Record -> Clone -> Reinforce
The end-to-end SO101-Nexus workflow, from teleoperation demonstrations to a behavior-cloned policy fine-tuned with RL.
SO101-Nexus is built around one boring pipeline:
- Record demonstrations by teleoperating a simulated follower with a physical leader arm, saved as LeRobot datasets.
- Clone a policy from those demonstrations with behavior cloning (BC).
- Reinforce the cloned policy with RL fine-tuning (PPO), anchored to the demos.
This page walks the whole path on WarpPickLift-v1, the task with a published, seed-validated demo-seeded recipe. Each stage hands off one artifact to the next:
1. Record
A LeRobot dataset (a Hugging Face repo id).
2. Clone
A BC-pretrained actor, seeded from demo transitions.
3. Reinforce
A PPO checkpoint, fine-tuned with a persistent BC anchor.
No leader arm? Skip straight to stage 2 with the published
johnsutor/MuJoCoPickLift-v1
dataset. See the No-Hardware Quickstart.
The pipeline
1. Record demonstrations
Teleoperate a simulated SO-101 follower with a physical SO-100 or SO-101 leader arm. The recorder saves episodes as a LeRobot v3 dataset, ready to push to the Hugging Face Hub.
uvx --from "so101-nexus[teleop]" so101-nexus teleop \
--leader-port /dev/ttyACM0The artifact you carry forward is the dataset repo id (e.g. your-user/MuJoCoPickLift-v1).

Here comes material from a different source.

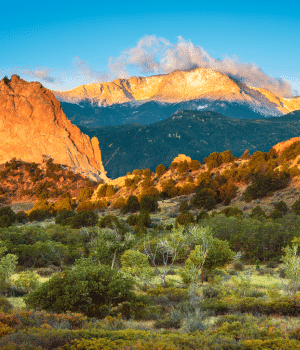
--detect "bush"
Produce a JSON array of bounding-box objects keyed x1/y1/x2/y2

See Teleoperation for hardware setup, camera fields, and
Hub upload.
2. Clone with behavior cloning
examples/bc_ppo_warp.py BC-pretrains the actor mean on your demo transitions before any
online training. Point it at your dataset with --demo-repo:
uv run --extra warp --extra train python examples/bc_ppo_warp.py \
--demo-repo your-user/MuJoCoPickLift-v1 \
--env-id WarpPickLift-v1The artifact is a BC-seeded actor: the policy now starts near the demonstrations' actual grasp-lift behavior instead of a random init. See Behavior Cloning for running BC on your own dataset, inspecting the clone, and the action-space details.
3. Reinforce with RL
The same command continues into PPO fine-tuning. With --use-demos (the default), a
persistent BC loss (--bc-coef, default 0.1) keeps anchoring the actor toward the demos
through training, so the clone is reinforced rather than overwritten. On WarpPickLift-v1
the seed that stalls under vanilla PPO (best_success=0.037) is rescued to
best_success=0.993 by demo-seeding alone.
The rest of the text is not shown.